The problem is that Tensorflow stores this in a LSTMStateTuple which you can not send into placeholder. So you need to store it in a Tensor, and then unpack it into a tuple:
state_placeholder = tf.placeholder(tf.float32, [num_layers, 2, batch_size, state_size])
l = tf.unpack(state_placeholder, axis=0)
rnn_tuple_state = tuple(
[tf.nn.rnn_cell.LSTMStateTuple(l[idx][0], l[idx][1])
for idx in range(num_layers)]
)
Then you can use the built-in Tensorflow API to create the stacked LSTM layer.
cell = tf.nn.rnn_cell.LSTMCell(state_size, state_is_tuple=True)
cell = tf.nn.rnn_cell.MultiRNNCell([cell]*num_layers, state_is_tuple=True)
outputs, state = tf.nn.dynamic_rnn(cell, x_input, initial_state=rnn_tuple_state)
From here you continue with the outputs to calculate logits and then a loss with respect to the y_inputs.

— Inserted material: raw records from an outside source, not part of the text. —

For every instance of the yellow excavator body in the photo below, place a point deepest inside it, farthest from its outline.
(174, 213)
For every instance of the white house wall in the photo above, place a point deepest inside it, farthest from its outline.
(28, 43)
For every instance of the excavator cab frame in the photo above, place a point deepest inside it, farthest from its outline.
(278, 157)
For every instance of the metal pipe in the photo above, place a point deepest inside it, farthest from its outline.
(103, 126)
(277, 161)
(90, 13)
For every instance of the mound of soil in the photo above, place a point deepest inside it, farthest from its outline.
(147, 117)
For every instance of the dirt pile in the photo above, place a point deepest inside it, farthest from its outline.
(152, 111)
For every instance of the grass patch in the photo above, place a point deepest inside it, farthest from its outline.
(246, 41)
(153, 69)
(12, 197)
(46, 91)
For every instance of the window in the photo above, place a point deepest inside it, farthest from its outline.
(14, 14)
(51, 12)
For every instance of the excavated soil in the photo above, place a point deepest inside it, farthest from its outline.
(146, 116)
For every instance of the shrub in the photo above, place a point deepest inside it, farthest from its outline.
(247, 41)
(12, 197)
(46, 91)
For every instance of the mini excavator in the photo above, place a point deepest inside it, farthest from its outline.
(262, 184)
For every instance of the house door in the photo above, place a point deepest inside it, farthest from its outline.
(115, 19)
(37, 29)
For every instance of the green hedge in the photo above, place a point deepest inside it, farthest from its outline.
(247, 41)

Then you run each batch with the sess.run-command, with truncated backpropagation (good explanation here http://r2rt.com/styles-of-truncated-backpropagation.html)
init_state = np.zeros((num_layers, 2, batch_size, state_size))
...current_state... = sess.run([...state...], feed_dict={x_input:batch_in, state_placeholder:current_state ...})
current_state = np.array(current_state)
You will have to convert the state to a numpy array before feeding it again.
Perhaps it is better to use a librarly like Tflearn or Keras instead?